The surviving spouse and descendants are most likely to inherit under the Missouri intestacy laws.
To use Missouri's intestacy laws, you'll apply them to the decedent's unique family situation. The intestacy laws establish a priority for an inheritance, so you continue down the priority list until you find a relative, or class of relatives, to inherit.
The surviving spouse and the decedent's descendants — their children, grandchildren, and other issues — top the list of priorities. Descendants would inherit the entire estate if the decedent was unmarried upon their death. Likewise, the spouse inherits the whole estate where the decedent had no children at their death. When both a spouse and descendants exist, the formula is more complex.
If the decedent's descendants are also the surviving spouse's descendants — i.e., their children or grandchildren together – then the spouse inherits the first $20,000 of the estate plus one-half of the probate estate. The descendants inherit the remainder.
Alternatively, if the decedent left descendants from another relationship, the spouse only inherits one-half of the probate estate, with the descendants inheriting the remainder.
After a spouse and descendants, parents and siblings stand to inherit. If both parents and siblings survive the decedent, the parents and siblings inherit in equal shares.
Frequently Asked Questions: Dying Without a Will in Missouri
Some probate scenarios happen so frequently that it’s easy to apply the laws of intestacy to your family. However, when a complicated situation arises in your family, don’t hesitate to consult an attorney for a customized application of Missouri’s laws to your family structure.
What happens when your parent dies without a will?
When your parent dies without a will, all of your parent’s children inherit an equal share of the probate estate. The descendants’ share of the estate depends on whether your parent was married at their death.
If your parent dies while unmarried, you and your siblings inherit the entire estate in equal shares.

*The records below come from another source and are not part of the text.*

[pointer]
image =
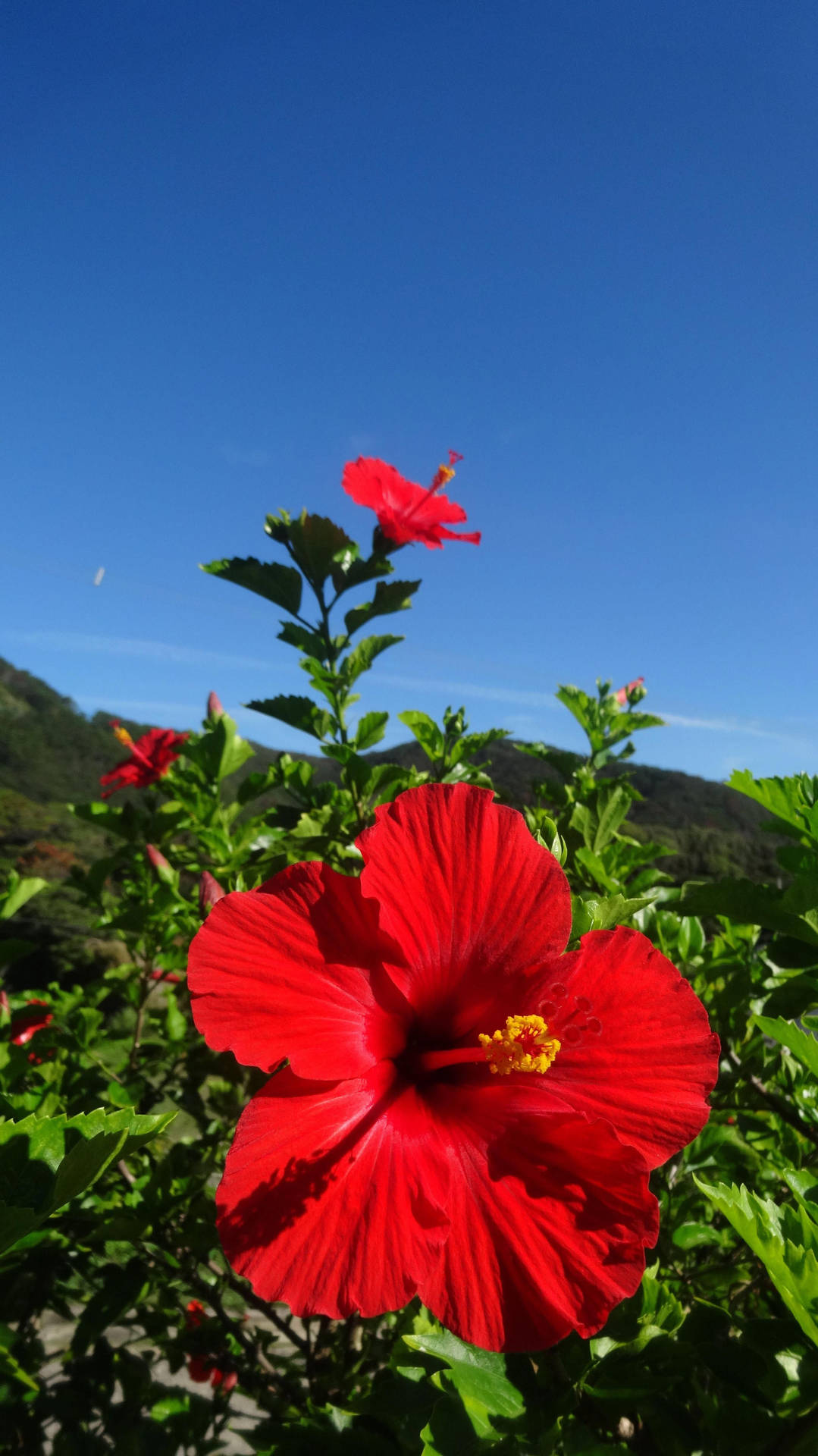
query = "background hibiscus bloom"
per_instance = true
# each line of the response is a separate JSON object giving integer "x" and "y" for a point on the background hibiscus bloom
{"x": 406, "y": 511}
{"x": 149, "y": 761}
{"x": 386, "y": 1161}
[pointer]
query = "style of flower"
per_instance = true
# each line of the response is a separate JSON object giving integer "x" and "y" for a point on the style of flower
{"x": 631, "y": 693}
{"x": 469, "y": 1111}
{"x": 149, "y": 761}
{"x": 33, "y": 1018}
{"x": 406, "y": 511}
{"x": 202, "y": 1366}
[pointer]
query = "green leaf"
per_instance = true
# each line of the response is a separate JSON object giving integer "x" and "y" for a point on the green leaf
{"x": 316, "y": 544}
{"x": 220, "y": 750}
{"x": 591, "y": 913}
{"x": 801, "y": 1043}
{"x": 691, "y": 937}
{"x": 356, "y": 571}
{"x": 299, "y": 712}
{"x": 612, "y": 807}
{"x": 425, "y": 731}
{"x": 363, "y": 655}
{"x": 17, "y": 893}
{"x": 49, "y": 1161}
{"x": 370, "y": 730}
{"x": 792, "y": 801}
{"x": 175, "y": 1021}
{"x": 390, "y": 596}
{"x": 267, "y": 579}
{"x": 783, "y": 1238}
{"x": 121, "y": 1291}
{"x": 478, "y": 1375}
{"x": 303, "y": 638}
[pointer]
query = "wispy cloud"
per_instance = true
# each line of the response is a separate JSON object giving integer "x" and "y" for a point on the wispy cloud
{"x": 466, "y": 691}
{"x": 732, "y": 726}
{"x": 133, "y": 647}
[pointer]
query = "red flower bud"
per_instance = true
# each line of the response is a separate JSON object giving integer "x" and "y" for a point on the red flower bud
{"x": 194, "y": 1313}
{"x": 631, "y": 693}
{"x": 210, "y": 892}
{"x": 156, "y": 858}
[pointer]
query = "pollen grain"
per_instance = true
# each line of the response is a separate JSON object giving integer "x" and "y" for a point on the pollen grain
{"x": 523, "y": 1046}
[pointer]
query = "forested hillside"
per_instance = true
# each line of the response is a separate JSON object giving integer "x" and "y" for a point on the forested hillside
{"x": 53, "y": 755}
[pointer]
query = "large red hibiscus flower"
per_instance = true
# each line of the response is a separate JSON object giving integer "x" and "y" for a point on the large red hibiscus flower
{"x": 406, "y": 511}
{"x": 149, "y": 761}
{"x": 469, "y": 1112}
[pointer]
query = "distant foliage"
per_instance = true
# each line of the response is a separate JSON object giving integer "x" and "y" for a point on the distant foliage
{"x": 126, "y": 1323}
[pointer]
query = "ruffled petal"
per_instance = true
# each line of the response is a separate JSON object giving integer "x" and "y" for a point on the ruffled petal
{"x": 334, "y": 1196}
{"x": 471, "y": 899}
{"x": 650, "y": 1059}
{"x": 549, "y": 1222}
{"x": 296, "y": 970}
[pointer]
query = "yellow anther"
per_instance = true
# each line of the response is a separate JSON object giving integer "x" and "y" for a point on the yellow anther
{"x": 523, "y": 1046}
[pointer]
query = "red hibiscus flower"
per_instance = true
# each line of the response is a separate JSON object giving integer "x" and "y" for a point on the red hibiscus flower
{"x": 28, "y": 1021}
{"x": 406, "y": 511}
{"x": 205, "y": 1367}
{"x": 149, "y": 761}
{"x": 469, "y": 1112}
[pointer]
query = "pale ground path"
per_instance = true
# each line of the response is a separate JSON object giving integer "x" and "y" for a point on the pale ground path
{"x": 55, "y": 1335}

If your parents were married to each other at the time of one parent’s death, then your surviving parent inherits the first $20,000 plus one-half of the estate. The descendants inherit the remainder.
If your deceased parent had any children with anyone other than their surviving spouse, the descendants and surviving spouse split the estate equally.

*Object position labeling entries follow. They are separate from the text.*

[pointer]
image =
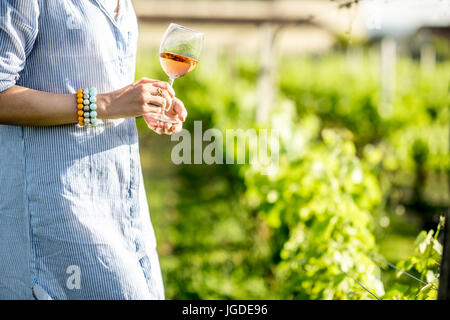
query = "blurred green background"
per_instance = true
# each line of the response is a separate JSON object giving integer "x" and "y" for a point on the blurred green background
{"x": 356, "y": 184}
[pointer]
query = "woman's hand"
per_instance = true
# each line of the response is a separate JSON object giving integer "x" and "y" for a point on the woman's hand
{"x": 136, "y": 99}
{"x": 177, "y": 113}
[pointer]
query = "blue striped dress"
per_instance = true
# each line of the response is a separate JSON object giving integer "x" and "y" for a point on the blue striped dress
{"x": 74, "y": 218}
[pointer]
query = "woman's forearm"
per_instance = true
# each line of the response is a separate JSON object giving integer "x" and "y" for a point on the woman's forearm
{"x": 28, "y": 107}
{"x": 24, "y": 106}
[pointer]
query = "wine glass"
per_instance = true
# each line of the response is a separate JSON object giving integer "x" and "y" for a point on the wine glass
{"x": 179, "y": 53}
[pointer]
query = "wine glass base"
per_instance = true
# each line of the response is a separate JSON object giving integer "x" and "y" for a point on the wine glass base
{"x": 162, "y": 117}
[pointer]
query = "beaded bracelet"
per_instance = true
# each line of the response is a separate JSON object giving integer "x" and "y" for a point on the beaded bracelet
{"x": 86, "y": 107}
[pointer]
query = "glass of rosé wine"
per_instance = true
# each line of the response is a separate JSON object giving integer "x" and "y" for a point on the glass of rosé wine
{"x": 179, "y": 53}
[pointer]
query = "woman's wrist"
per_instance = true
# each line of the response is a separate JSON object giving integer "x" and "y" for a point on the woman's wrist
{"x": 103, "y": 101}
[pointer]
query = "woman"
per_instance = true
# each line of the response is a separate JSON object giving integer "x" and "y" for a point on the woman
{"x": 74, "y": 220}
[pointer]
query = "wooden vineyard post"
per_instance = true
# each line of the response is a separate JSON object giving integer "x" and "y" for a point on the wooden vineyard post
{"x": 266, "y": 85}
{"x": 444, "y": 277}
{"x": 444, "y": 280}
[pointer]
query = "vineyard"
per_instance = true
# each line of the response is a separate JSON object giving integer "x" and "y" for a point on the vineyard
{"x": 347, "y": 206}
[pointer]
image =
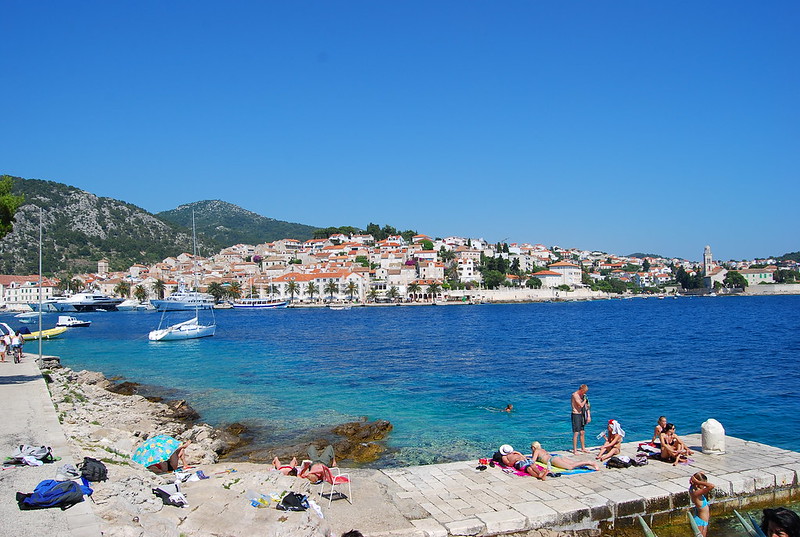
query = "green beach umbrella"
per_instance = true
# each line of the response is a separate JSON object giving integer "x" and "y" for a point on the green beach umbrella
{"x": 155, "y": 450}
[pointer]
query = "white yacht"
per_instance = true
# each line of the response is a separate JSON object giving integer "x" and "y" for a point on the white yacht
{"x": 184, "y": 301}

What are a surviving spouse’s rights if there’s no will?
The surviving spouse’s inheritance varies depending on whether the decedent had children. The surviving spouse inherits the entire estate when the decedent has no descendants.
If the decedent’s children were also the spouse’s children, the surviving spouse gets the first $20,000 plus one-half of the intestate estate. If the decedent had children from another relationship, the spouse’s portion drops to only one-half of the estate.

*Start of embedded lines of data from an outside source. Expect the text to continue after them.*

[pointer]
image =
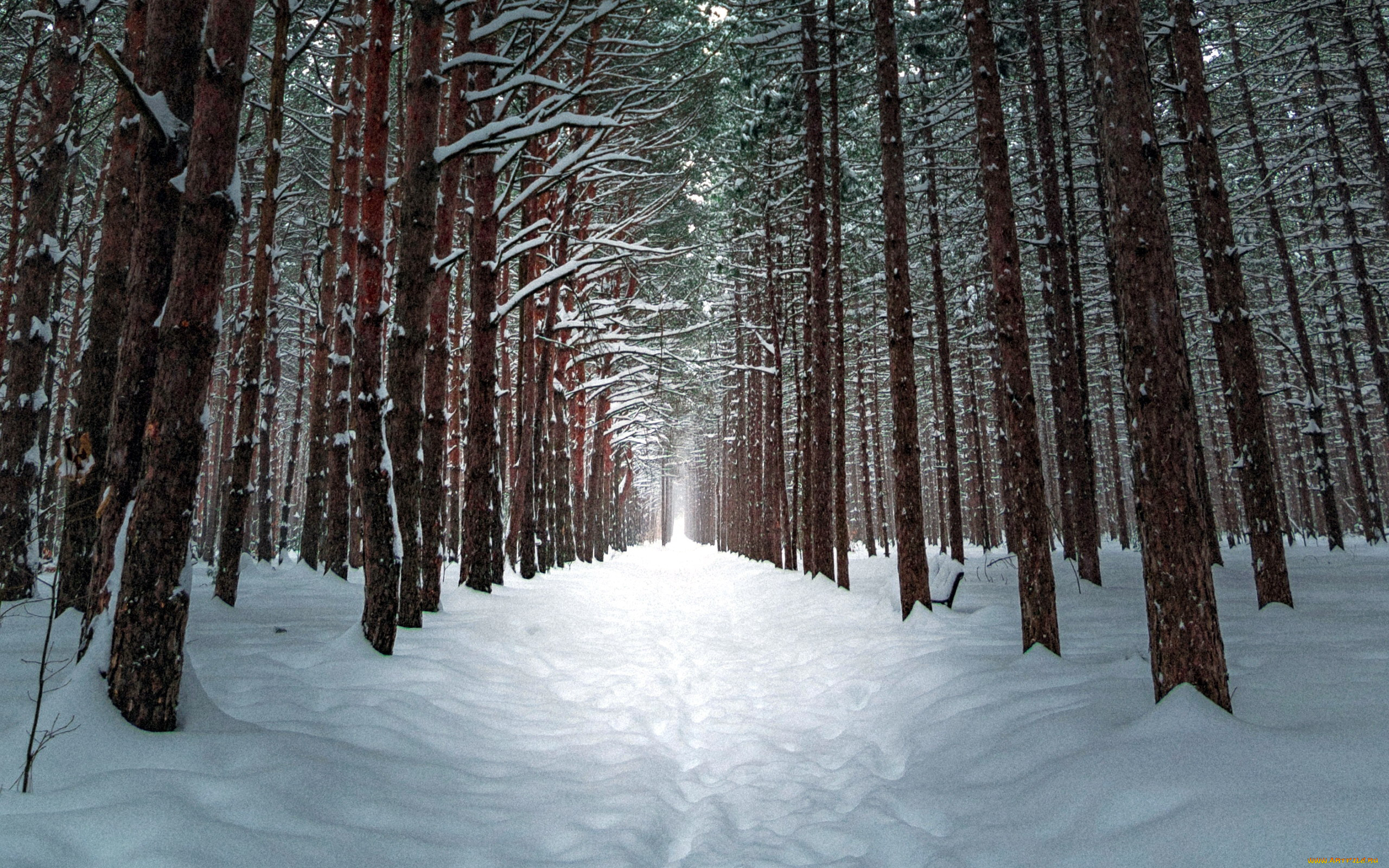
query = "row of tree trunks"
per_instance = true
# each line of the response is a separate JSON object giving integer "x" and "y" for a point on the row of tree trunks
{"x": 252, "y": 425}
{"x": 373, "y": 463}
{"x": 1024, "y": 497}
{"x": 1184, "y": 629}
{"x": 1231, "y": 324}
{"x": 152, "y": 610}
{"x": 87, "y": 445}
{"x": 24, "y": 410}
{"x": 913, "y": 576}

Are there any probate exemptions if you die without a will in Missouri?
Estates can avoid the full probate process for several reasons, even when the decedent didn’t leave a will.
Often, after deducting the non-probate transfers from the estate’s value, it’s small enough to transfer by either a small estate affidavit or a refusal of letters of administration.
How long does probate take when there is no will?
The length of time it takes to completely probate an estate depends on several factors, but the estate's value may be the biggest determiner. Transferring the decedent’s estate can take just a few months if heirs administer it via the small estate affidavit or through the refusal of letters.
Independent administration takes at least six months, and supervised administration takes even longer. Estates that require a lot of untangling with complicated ownership or debts take longer than simple estates.
Who is considered next of kin in Missouri?
Next of kin refers to the closest surviving family member of the person who passed away. That may be the surviving spouse, children, grandchildren, parents, or siblings.
Take Advantage of Missouri’s Probate Options
Missouri courts provide many forms that you will need to start a probate case for free online. Between the several probate shortcuts and the courts’ accessibility to unrepresented parties, handling your loved one’s estate should be easier in Missouri than in other states.